Funicular railway at Cape Point, South Africa

The Flying Dutchman Funicular, also known as the Cape Point Funicular, is a funicular railway located at Cape Point, near the Cape of Good Hope in the Western Cape province of South Africa. The line runs from a lower station at the Cape Point car park, up an incline through dense fynbos to the upper lighthouse. It was the first commercial funicular of its kind in Africa, and takes its name from the legend of the Flying Dutchman ghost ship.

== History ==
The route that the line follows was originally serviced by a 16-seater Flying Dutchman bus. Due to the increasing number of visitors to the Cape, Cape Metropolitan Council put out a call for proposals to replace the bus service in early 1995. The proposal by Concor to install an electrically powered funicular was accepted as an environmentally friendly and novel means of transport. It was the first commercial funicular railway of its kind in Africa, and was produced entirely using South African resources. The diesel bus ran the route for the last time in December 1996, after which time the funicular replaced it. The funicular cars were refurbished in June 2010.

The name of the line comes from the legend of the Flying Dutchman ghost ship.

== Route ==
The funicular has two stops: it runs between the Cape Point parking area and the viewing point below the lighthouse. The line follows the line of the road previously used by the bus to minimise the environmental impact; due to the width of that road, the funicular has a Single track with a passing loop at the midway point. The track is 585 m long, and rises 87 m from the lower station (at 127 m above sea level) to the upper station (at 214 m above sea level), with a maximum gradient of 16%. The route travels through dense fynbos.
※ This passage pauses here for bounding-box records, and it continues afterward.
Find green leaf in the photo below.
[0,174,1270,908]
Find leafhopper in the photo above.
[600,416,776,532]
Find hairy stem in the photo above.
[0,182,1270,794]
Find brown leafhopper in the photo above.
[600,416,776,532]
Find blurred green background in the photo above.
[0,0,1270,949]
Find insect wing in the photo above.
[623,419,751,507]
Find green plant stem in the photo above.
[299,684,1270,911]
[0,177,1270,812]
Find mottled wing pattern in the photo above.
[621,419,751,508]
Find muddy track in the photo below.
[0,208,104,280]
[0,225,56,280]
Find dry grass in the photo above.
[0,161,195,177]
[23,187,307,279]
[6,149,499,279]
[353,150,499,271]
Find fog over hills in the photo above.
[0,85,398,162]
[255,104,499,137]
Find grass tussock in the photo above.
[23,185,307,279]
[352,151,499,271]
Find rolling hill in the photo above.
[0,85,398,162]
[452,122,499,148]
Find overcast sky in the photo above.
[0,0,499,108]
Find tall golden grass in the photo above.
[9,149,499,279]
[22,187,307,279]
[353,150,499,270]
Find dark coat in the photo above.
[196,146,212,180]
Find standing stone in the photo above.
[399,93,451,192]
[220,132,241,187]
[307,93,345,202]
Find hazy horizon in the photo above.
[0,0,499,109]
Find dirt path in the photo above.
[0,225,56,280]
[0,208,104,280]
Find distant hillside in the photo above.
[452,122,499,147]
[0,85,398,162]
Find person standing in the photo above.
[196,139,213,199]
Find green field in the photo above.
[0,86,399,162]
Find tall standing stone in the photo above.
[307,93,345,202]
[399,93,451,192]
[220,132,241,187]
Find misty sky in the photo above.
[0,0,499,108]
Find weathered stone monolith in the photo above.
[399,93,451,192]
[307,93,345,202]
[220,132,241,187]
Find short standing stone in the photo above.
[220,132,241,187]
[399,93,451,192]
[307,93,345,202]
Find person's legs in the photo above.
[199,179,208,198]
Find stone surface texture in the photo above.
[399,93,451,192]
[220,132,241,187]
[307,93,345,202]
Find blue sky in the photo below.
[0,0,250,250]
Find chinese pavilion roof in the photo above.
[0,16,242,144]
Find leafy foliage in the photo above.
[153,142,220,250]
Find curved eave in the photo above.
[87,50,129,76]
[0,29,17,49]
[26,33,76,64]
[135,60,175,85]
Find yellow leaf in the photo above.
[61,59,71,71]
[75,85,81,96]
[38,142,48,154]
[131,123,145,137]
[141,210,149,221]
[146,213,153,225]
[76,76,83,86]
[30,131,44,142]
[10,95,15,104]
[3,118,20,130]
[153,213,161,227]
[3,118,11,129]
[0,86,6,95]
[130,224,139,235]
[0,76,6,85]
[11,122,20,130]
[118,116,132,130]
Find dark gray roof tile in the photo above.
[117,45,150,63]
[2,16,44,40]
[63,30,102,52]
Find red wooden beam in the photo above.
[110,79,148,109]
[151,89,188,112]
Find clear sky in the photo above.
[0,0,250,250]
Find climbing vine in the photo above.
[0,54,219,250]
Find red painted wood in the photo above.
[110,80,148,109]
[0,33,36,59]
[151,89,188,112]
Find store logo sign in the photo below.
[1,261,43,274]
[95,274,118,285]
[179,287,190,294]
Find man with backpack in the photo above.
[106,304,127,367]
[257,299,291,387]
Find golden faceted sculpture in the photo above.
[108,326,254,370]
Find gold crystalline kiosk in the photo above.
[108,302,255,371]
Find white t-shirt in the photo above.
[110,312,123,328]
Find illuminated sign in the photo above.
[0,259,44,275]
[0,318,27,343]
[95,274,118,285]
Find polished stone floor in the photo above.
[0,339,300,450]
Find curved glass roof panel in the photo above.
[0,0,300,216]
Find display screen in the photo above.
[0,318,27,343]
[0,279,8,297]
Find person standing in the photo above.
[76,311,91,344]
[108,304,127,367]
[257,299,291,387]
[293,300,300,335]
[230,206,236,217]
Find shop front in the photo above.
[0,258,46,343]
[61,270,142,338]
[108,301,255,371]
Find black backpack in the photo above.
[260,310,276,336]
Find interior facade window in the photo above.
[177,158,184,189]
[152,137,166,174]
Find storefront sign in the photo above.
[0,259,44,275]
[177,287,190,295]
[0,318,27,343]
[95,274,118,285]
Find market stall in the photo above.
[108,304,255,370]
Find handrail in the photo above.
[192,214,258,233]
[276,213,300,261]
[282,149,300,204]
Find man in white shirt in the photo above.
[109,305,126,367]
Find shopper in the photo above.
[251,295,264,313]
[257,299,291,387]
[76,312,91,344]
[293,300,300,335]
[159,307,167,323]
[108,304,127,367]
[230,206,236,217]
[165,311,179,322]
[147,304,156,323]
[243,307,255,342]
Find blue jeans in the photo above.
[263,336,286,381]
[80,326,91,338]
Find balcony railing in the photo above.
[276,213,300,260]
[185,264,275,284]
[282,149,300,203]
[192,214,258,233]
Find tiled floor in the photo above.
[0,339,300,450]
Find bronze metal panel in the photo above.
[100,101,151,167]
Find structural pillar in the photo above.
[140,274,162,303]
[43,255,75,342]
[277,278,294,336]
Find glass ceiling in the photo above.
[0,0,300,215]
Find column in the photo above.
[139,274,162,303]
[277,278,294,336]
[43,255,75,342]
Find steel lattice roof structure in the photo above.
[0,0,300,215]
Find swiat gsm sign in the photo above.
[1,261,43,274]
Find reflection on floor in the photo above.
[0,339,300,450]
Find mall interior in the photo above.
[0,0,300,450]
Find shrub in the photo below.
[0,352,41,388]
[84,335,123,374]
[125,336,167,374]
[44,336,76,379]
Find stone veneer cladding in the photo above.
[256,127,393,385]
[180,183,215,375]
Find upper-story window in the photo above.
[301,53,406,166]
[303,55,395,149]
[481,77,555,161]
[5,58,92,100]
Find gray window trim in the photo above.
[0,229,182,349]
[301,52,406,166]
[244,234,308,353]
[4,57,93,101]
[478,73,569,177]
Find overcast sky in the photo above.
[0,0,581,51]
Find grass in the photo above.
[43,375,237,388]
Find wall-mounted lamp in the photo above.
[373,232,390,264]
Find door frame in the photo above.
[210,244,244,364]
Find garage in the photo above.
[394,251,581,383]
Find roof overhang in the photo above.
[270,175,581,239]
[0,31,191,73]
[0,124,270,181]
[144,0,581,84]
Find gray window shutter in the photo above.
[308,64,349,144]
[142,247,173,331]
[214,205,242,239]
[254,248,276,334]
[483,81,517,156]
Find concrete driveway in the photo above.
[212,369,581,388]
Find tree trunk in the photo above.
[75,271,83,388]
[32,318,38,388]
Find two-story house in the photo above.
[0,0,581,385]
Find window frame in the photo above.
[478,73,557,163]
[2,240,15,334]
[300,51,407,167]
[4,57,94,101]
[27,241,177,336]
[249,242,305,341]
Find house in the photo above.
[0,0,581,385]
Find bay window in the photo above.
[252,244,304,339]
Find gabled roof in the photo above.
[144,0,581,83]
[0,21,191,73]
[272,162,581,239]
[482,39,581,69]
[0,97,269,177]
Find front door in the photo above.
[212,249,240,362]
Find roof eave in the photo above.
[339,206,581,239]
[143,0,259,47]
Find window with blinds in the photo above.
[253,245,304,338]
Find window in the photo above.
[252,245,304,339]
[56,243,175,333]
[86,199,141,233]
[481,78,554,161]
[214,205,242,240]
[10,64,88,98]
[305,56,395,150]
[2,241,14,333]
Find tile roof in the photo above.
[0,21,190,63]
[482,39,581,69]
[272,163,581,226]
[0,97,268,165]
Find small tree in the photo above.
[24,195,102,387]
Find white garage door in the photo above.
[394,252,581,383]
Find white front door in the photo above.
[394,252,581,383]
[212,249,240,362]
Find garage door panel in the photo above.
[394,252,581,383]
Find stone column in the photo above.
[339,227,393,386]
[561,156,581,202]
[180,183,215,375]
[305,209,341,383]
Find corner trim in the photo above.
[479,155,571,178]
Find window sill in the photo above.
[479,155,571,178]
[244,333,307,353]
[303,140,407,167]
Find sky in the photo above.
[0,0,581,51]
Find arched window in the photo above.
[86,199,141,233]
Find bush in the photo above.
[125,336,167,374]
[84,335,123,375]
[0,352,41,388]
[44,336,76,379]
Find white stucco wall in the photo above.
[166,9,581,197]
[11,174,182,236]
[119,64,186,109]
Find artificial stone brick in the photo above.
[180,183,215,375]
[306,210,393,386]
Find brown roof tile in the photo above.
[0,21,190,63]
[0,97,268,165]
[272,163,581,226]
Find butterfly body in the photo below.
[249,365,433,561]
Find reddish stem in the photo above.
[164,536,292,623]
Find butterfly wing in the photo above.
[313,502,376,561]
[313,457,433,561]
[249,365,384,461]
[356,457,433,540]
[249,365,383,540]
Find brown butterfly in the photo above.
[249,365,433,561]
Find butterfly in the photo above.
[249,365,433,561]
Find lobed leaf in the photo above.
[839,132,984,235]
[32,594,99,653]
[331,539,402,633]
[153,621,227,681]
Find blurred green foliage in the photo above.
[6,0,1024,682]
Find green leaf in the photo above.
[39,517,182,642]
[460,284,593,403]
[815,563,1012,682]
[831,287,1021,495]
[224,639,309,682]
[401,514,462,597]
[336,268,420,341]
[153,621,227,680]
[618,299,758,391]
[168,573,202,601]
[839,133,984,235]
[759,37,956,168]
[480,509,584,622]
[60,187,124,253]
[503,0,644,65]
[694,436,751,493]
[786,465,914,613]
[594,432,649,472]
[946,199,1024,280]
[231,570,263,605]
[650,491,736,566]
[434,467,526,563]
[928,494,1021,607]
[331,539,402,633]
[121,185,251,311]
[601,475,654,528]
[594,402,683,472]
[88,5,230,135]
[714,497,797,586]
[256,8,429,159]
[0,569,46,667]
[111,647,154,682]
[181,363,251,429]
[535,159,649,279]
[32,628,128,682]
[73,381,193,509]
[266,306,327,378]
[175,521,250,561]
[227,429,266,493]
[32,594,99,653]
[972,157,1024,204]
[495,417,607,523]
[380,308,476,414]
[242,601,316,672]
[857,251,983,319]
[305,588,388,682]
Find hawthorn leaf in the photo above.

The two cars on the line are drawn along the track using ropes, and is powered by electricity. Each car can carry 40 passengers for a journey that lasts around 3 minutes. The overall capacity of the line is around 450 passengers per hour. The cars are named "Nolloth" and "Thomas T. Tucker" after vessels that sank in the area.

The funicular is suitable for wheelchairs. The route can also be walked. It runs from 09.00 until 17.00 each day (17.30 between October and March). As of 2015, a return journey on the funicular costs R55 (Adult) or R23 (Children and pensioners), and is free for children under the age of 6.